通过mamba进行Python环境管理。

1	curl -Ls https://micro.mamba.pm/api/micromamba/linux-64/latest \| tar -xvj bin/micromamba

1	mv ~/bin/micromamba /bin/

环境配置

配置mamba环境

配置环境变量，配置完成之后micromamba安装的软件和创建的环境默认路径为~/micromamba

1	micromamba shell init -s bash -p ~/micromamba

配置国内源加快下载速度

~/.mambarc

channels:
- defaults
show_channel_urls: true
default_channels:
 - https://mirrors.tuna.tsinghua.edu.cn/anaconda/pkgs/main
 - https://mirrors.tuna.tsinghua.edu.cn/anaconda/pkgs/r
 - https://mirrors.tuna.tsinghua.edu.cn/anaconda/pkgs/msys2
custom_channels:
 conda-forge: https://mirrors.tuna.tsinghua.edu.cn/anaconda/cloud
 msys2: https://mirrors.tuna.tsinghua.edu.cn/anaconda/cloud
 bioconda: https://mirrors.tuna.tsinghua.edu.cn/anaconda/cloud
 menpo: https://mirrors.tuna.tsinghua.edu.cn/anaconda/cloud
 pytorch: https://mirrors.tuna.tsinghua.edu.cn/anaconda/cloud
 pytorch-lts: https://mirrors.tuna.tsinghua.edu.cn/anaconda/cloud
 simpleitk: https://mirrors.tuna.tsinghua.edu.cn/anaconda/cloud

激活环境

1	micromamba activate

安装unsloth

micromamba create --name unsloth_env python=3.10
micromamba activate unsloth_env

micromamba install pytorch-cuda=12.1 pytorch cudatoolkit xformers -c pytorch -c nvidia -c xformers

pip install "unsloth[colab-new] @ git+https://github.com/unslothai/unsloth.git" -i https://pypi.mirrors.ustc.edu.cn/simple/

新GPU，如Ampere、Hopper GPU（RTX 30xx、RTX 40xx、A100、H100、L40）
pip install --no-deps packaging ninja einops flash-attn xformers trl peft accelerate bitsandbytes -i https://pypi.mirrors.ustc.edu.cn/simple/

较旧的GPU（V100、Tesla T4、RTX 20xx）
pip install --no-deps trl peft accelerate bitsandbytes -i https://pypi.mirrors.ustc.edu.cn/simple/

模型微调

执行模型下载和测试

保存为download.py

#模型下载和导入
from unsloth import FastLanguageModel
import torch
max_seq_length = 2048
dtype = None
load_in_4bit = True
model, tokenizer = FastLanguageModel.from_pretrained(
    model_name = "unsloth/llama-3-8b-bnb-4bit",
    max_seq_length = max_seq_length,
    dtype = dtype,
    load_in_4bit = load_in_4bit,
)

#模型测试
alpaca_prompt = """Below is an instruction that describes a task, paired with an input that provides further context.

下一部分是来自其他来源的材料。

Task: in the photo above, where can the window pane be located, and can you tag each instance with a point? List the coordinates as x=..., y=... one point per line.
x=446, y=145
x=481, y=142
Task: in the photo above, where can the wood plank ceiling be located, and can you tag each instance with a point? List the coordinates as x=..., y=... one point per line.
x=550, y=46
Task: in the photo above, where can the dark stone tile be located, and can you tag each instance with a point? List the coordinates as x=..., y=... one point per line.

Write a response that appropriately completes the request.
### Instruction:
{}
### Input:
{}
### Response:
{}"""


FastLanguageModel.for_inference(model)
inputs = tokenizer(
[
    alpaca_prompt.format(
        "海绵宝宝的书法是不是叫做海绵体",
        "",
        "",
    )
], return_tensors = "pt").to("cuda")

from transformers import TextStreamer
text_streamer = TextStreamer(tokenizer)
_ = model.generate(**inputs, streamer = text_streamer, max_new_tokens = 128)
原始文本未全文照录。